Many cities, including New York, have laws against idling, but they’re rarely enforced. We need better enforcement, but we can make a difference with our own actions and behavior.
So in honor of World Asthma Day, switch off that idling engine. You’ll curb global warming pollution, save money on gasoline, and help everyone to breathe better.
4 Comments
Mel, I have wondered about idling diesel busses and trucks for years. Can you state (and document) a break-even point on that issue? I’ve often asked drivers why they run their trucks/busses. Many say “it’s better for the engine/mileage/etc.” On a related matter, why do police cars often leave their engines running. Surely, they can turn on the engine and still catch the crooks (or donuts)!
I’m not Mel, but I can answer your question because Mel addressed this in her previous post.
The 10-second rule originally came from the Canadian Office of Energy Efficiency. But the idling portion of their Web site is down until May 20.
Their results were duplicated, however, by the American Society of Mechanical Engineers, which found that restarting uses the same amount of fuel as idling with the air conditioner on for 6 seconds.
The EPA also did a study, looking at diesel engines specifically. They said the break-even point was three minutes. That’s more than 10 seconds, but still not very much!

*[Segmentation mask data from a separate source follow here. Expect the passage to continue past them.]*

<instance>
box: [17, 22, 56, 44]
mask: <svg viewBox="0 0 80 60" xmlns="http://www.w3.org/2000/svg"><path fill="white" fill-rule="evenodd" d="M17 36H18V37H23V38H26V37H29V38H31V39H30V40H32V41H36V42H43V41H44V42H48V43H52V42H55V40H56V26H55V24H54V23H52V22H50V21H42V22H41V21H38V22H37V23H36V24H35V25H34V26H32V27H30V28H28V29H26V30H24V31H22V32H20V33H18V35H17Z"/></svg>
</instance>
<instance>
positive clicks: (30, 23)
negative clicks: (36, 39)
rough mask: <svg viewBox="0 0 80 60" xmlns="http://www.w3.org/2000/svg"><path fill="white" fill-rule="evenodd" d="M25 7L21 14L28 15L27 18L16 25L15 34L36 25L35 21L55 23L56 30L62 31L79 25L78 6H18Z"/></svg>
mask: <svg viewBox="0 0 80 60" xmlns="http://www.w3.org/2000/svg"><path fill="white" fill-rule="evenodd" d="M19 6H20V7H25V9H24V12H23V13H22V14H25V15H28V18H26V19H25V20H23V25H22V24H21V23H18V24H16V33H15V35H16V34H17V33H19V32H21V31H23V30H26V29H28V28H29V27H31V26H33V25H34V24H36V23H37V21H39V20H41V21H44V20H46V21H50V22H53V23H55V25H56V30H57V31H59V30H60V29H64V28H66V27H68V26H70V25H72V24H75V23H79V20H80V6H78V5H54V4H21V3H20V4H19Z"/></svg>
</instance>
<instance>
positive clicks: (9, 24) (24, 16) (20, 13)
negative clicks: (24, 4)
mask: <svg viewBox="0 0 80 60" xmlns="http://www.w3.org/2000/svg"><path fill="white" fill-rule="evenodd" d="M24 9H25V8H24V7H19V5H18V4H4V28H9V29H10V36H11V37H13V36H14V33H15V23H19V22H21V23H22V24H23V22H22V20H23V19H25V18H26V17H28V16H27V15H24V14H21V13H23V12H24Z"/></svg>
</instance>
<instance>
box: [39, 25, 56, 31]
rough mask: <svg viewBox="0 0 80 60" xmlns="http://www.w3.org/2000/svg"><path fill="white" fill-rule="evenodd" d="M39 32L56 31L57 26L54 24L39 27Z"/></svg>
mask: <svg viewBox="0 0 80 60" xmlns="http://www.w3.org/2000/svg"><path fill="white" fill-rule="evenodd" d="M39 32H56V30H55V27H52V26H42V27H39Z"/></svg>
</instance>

My cousin’s son has asthma and it’s a bad thing because he is always exposed to smoke coming out from the motorcycle of his father! And to make things worse, his father was so irresponsible that he gives his son chocolates and things like that! what a jerk and he don’t listen to what we say to him regarding his son’s condition! anyway, thanks for this article! I’ll show this to him and maybe, just maybe, he will be awaken. Thanks again for sharing this! here’s something I would like to share to you and they are a bunch of personalized Christian checks . I’m sure you will love what you see here!
Oh yes, noxious fumes most certainly effect asthma symptoms if they are not the sole cause.
Just read somewhere that you can save gas by turning off your engine if you are going to idle for more than 7 seconds.
Glad there is a reason to stop poisoning the air we breathe.